Joint Astrophysics Colloquium

Joint Astrophysics Seminar

Magnetic Field of Mars

Jafar Arkani-Hamed

Earth and Planetary Sciences
McGill University

Mars Global Surveyor (MGS) has measured strong magnetic anomalies largely concentrated over the southern hemisphere of Mars. The immense amount of data allows us to derive a highly accurate spherical harmonic model of the magnetic fied of Mars including harmonics up to degree 65. There is no core dynamo active in Martian core at present. The anomalies arise from lateral variations of remnant magnetization in the crust acquired when when the core dynamo was active. The lack of appreciable anomalies associated with the giant impact basins Hellas, Isidis, and Argyre, and with the northern lowlands implies that the core dynamo has been inactive at least since the impacts occurred about 3.9 Gyr ago, and the crust beneath the basins is demagnetized by impact-induced shock pressure and heating.
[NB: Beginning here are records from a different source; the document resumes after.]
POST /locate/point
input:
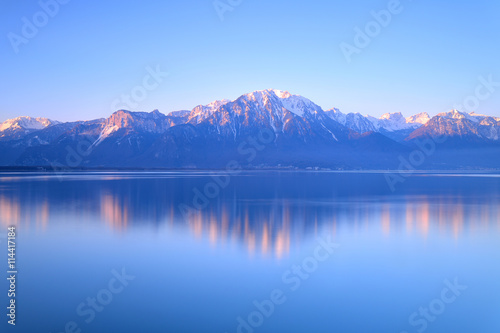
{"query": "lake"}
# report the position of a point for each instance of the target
(262, 251)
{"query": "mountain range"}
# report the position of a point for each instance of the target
(262, 129)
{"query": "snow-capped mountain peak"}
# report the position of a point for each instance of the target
(26, 123)
(296, 104)
(455, 114)
(421, 118)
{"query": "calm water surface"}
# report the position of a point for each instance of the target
(198, 252)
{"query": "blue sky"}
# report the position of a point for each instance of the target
(80, 61)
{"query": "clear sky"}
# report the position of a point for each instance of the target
(81, 60)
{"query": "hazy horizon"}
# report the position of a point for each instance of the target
(78, 60)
The cessation of the core dynamo very early in the history of the planet poses strong constraint on the thermal evolution of the core and the mechanism for the generation of the dynamo in the first place. Whether the core dynamo was powered by the thermal convection in the core or by encounter of a large asteroid is not yet clear. The thermal evolution models of Mars suggest that magnetic source bodies are located in the upper about 100, 80, or 45 km of the crust if hematite, magnetite, or pyrrhotite is the major magnetic carrier, respectively. Mars has become a one-plate planet very early in its history and major part of the crust has likely been formed by volcanism on a stagnant lithosphere. The thermal evolution models of a lava flow show that its temperature remains below the magnetic blocking temperatures of magnetite, 480-580C, until it reaches ~30-45 km depth. The highly magnetic single-domain magnetite grains can explain the strong magnetic anomalies of Mars.